Abolition du PEQ: Tourisme Mauricie demande une clause de droit acquis

Tourisme Mauricie s’ajoute au mouvement régional réclamant au gouvernement du Québec la mise en place d’une clause de droit acquis ou de mesures transitoires à la suite de l’abolition du Programme de l’expérience québécoise (PEQ). 

Cette mesure d’urgence est essentielle afin de protéger les travailleurs étrangers et étudiants internationaux déjà intégrés dans nos communautés et qui contribuent activement à l’économie régionale et touristique.

Cette position s’inscrit dans la continuité de l’appel clair et concerté lancé par l’UQTR, le Cégep de Trois-Rivières et Innovation et Développement économique Trois-Rivières, certains partenaires régionaux ainsi que le conseil de la Ville de Trois-Rivières qui a adopté une résolution.

Tourisme Mauricie partage pleinement ces inquiétudes, alors que cette situation fragilise des secteurs économiques clés tels que l’hôtellerie, la restauration, l’agrotourisme et les services touristiques. Cette problématique, largement soulevée par plusieurs élus de la région, met en lumière les répercussions importantes pour les entreprises locales et la perte de talents pourtant parfaitement intégrés.

“Le tourisme en Mauricie repose d’abord sur des individus passionnés, engagés et bien intégrés dans nos milieux de travail.

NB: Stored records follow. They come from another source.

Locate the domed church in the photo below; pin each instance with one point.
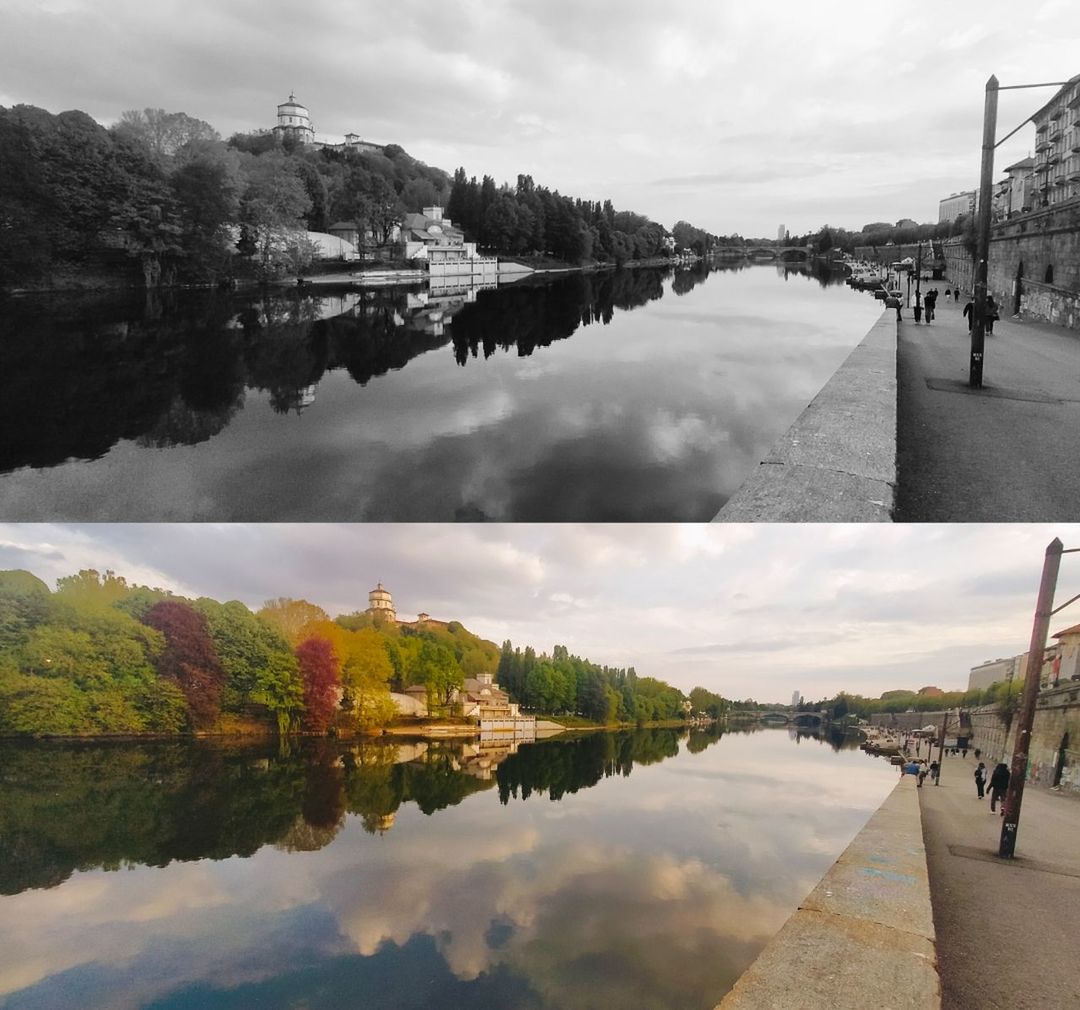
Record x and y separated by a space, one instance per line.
295 120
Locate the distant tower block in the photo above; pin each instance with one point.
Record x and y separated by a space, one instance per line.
381 604
294 120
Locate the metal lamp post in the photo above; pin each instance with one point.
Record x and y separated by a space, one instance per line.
1043 611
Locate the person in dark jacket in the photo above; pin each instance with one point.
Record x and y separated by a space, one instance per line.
931 304
999 782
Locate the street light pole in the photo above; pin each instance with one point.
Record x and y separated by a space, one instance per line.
983 233
1040 627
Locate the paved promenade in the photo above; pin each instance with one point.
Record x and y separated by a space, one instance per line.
1006 453
1006 929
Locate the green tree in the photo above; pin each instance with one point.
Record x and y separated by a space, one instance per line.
162 134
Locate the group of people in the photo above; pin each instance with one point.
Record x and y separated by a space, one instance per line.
998 782
991 313
928 304
920 769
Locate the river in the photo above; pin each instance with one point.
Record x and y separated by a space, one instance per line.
635 395
640 869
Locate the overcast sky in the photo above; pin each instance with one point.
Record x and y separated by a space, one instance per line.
746 610
734 116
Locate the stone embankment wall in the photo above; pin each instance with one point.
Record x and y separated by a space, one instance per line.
1054 751
1034 265
864 937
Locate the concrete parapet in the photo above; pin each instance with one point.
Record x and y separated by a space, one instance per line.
864 937
838 461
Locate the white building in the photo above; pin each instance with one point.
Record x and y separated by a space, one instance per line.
295 121
954 205
994 671
380 604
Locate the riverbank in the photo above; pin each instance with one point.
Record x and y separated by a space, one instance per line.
864 937
837 463
1002 926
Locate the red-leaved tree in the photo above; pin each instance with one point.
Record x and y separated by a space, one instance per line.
189 659
322 677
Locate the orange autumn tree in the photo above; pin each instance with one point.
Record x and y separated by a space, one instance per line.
320 673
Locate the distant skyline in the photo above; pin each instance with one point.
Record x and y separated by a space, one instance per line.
748 611
736 117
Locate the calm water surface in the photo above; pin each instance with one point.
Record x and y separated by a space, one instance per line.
637 395
638 870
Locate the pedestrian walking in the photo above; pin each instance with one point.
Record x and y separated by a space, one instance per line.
999 782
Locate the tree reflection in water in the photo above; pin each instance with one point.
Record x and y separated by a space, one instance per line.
68 806
82 373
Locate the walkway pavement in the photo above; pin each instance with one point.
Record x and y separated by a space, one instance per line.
1006 929
1006 453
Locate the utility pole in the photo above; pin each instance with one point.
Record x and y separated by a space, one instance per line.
918 269
941 750
1040 628
983 233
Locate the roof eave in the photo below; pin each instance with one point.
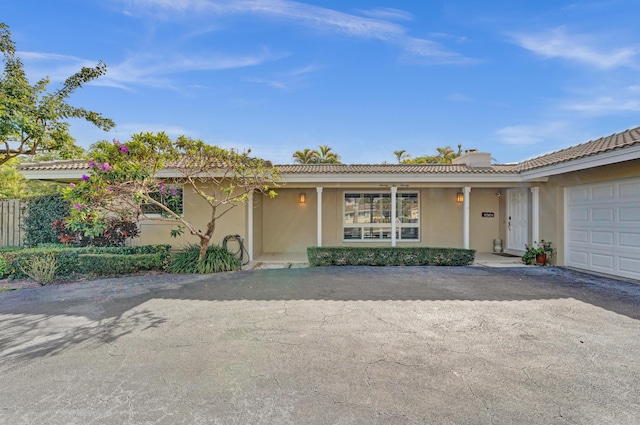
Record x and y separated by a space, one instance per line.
404 178
597 160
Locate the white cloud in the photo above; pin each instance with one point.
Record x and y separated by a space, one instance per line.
459 97
558 43
378 26
525 135
604 105
388 13
143 69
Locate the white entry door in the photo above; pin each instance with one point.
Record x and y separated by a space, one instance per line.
602 230
517 223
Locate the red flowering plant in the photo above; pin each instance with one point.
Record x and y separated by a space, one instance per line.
537 248
123 181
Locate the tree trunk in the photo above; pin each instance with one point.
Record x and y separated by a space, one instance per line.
204 245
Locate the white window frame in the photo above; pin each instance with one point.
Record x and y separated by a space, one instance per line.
168 187
381 226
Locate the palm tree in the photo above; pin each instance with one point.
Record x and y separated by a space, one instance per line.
306 156
325 156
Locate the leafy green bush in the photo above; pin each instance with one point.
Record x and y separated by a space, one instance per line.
115 232
216 260
42 268
4 269
9 248
389 256
67 261
18 262
41 211
117 264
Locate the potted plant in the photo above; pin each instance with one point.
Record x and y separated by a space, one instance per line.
538 253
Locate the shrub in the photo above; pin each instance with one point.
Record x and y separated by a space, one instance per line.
389 256
216 260
41 211
117 264
41 268
9 248
67 258
4 269
116 231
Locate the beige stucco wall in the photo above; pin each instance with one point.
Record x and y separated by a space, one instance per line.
198 212
258 226
287 225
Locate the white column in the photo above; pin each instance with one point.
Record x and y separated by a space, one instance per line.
535 213
319 190
250 226
465 216
394 190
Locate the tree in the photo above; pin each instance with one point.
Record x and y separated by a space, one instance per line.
124 180
306 156
32 119
400 155
325 156
445 155
15 186
322 155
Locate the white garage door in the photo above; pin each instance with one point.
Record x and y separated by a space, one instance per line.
603 227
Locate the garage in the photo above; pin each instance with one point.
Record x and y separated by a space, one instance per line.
603 227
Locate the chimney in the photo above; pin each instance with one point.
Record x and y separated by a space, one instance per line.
474 159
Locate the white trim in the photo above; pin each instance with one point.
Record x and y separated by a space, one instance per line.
465 216
394 191
363 225
250 225
597 160
319 215
535 213
509 249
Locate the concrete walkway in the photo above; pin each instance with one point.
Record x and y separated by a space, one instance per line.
351 345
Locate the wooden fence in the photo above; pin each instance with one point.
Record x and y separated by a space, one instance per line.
10 220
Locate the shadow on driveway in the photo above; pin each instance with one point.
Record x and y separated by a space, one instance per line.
101 311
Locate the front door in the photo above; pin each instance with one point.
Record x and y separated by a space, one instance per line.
517 224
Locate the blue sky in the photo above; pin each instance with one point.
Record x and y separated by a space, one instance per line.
514 78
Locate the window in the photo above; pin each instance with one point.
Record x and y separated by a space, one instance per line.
367 216
171 196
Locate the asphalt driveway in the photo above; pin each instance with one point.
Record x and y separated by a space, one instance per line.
414 345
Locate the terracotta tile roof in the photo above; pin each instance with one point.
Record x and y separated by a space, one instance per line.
71 164
621 140
604 144
393 169
81 165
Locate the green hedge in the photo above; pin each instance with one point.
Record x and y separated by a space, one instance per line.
117 264
67 260
389 256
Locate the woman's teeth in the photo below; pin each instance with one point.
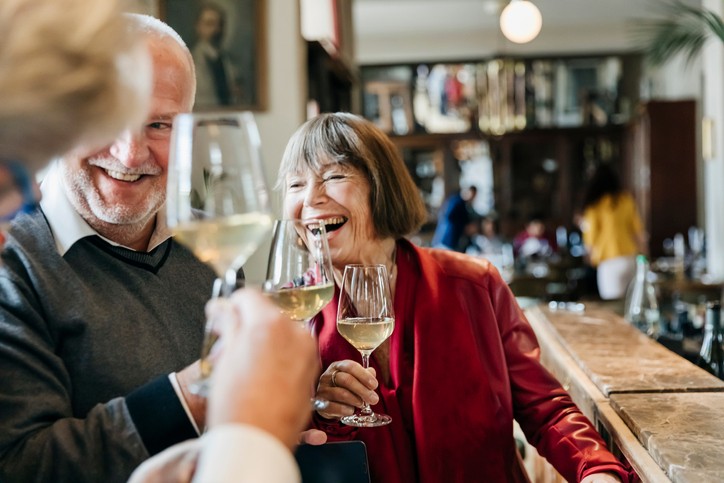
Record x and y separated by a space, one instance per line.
122 176
332 224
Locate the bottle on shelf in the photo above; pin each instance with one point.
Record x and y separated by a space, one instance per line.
711 356
641 307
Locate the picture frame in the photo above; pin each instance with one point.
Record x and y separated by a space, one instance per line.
227 42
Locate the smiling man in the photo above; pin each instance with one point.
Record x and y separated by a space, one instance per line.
99 306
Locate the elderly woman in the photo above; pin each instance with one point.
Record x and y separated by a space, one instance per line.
462 362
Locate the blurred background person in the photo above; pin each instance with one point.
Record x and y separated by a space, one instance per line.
486 238
612 232
455 215
216 83
534 240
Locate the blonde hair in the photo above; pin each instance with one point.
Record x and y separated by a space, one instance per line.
395 202
71 72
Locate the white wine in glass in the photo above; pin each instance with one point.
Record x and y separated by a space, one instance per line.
217 200
299 274
365 318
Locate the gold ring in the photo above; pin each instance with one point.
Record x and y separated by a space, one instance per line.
334 381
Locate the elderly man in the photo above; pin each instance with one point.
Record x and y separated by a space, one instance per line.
98 305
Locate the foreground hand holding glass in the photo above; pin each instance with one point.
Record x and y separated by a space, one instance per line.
218 203
365 318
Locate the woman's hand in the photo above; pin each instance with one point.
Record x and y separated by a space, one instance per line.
347 386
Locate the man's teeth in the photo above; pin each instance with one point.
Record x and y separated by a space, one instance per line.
122 176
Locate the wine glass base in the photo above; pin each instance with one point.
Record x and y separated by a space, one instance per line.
366 421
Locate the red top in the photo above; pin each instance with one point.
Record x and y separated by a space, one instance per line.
463 363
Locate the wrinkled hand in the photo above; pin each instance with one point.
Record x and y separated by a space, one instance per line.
263 368
172 465
601 478
346 385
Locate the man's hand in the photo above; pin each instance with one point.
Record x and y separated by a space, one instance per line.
264 370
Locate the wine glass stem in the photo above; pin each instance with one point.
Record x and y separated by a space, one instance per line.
366 409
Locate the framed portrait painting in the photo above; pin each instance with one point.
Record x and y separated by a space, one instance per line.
226 39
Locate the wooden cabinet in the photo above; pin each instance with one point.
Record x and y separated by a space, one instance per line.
660 168
535 172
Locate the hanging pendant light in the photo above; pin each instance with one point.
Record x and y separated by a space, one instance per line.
520 21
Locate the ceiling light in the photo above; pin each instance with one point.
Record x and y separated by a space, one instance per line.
520 21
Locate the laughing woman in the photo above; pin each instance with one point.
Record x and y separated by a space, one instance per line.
462 362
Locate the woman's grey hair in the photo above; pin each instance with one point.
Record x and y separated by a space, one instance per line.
72 72
347 139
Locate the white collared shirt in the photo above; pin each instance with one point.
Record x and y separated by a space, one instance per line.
68 227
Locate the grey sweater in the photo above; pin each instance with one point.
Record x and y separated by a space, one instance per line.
86 343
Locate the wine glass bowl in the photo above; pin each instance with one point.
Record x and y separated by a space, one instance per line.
217 200
365 319
299 274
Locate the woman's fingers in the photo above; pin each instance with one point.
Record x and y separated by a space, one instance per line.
347 386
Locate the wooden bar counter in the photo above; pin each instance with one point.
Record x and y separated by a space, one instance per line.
655 409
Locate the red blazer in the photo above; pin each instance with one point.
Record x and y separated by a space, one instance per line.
463 363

Les travailleuses et travailleurs étrangers qui s’établissent ici font partie intégrante de notre vitalité économique et de notre dynamisme régional. Nous demandons aux deux paliers gouvernementaux, provincial et fédéral, de reconnaître cette contribution essentielle et de permettre aux personnes déjà engagées dans ce parcours de pouvoir poursuivre leur vie ici, chez nous”, commente Valérie Therrien, directrice générale de Tourisme Mauricie.

Selon un hôtelier de la région, la fin du PEQ risque de replonger l’industrie touristique dans une situation semblable à celle vécue en 2022-2023, alors que plusieurs établissements avaient dû fermer des chambres, réduire leur capacité d’accueil ou fermer certain jour, faute de personnel. Cette réalité pourrait se répéter si les travailleurs étrangers déjà intégrés ne peuvent maintenir leur statut au Québec.

Dans la restauration comme dans l’hôtellerie, la compétition pour l’embauche de personnel qualifié, notamment les cuisiniers, est déjà extrêmement forte. Cette compétition risque de s’accentuer, au détriment de la qualité de service, de la capacité d’accueil et de la compétitivité de la région.

L’organisation rappelle que la pénurie de main-d’œuvre demeure un enjeu critique pour l’industrie touristique en Mauricie. Avec un taux de chômage de 3,9 %, l’apport des travailleurs issus de l’immigration est devenu incontournable pour répondre aux besoins actuels, insiste Tourisme Mauricie.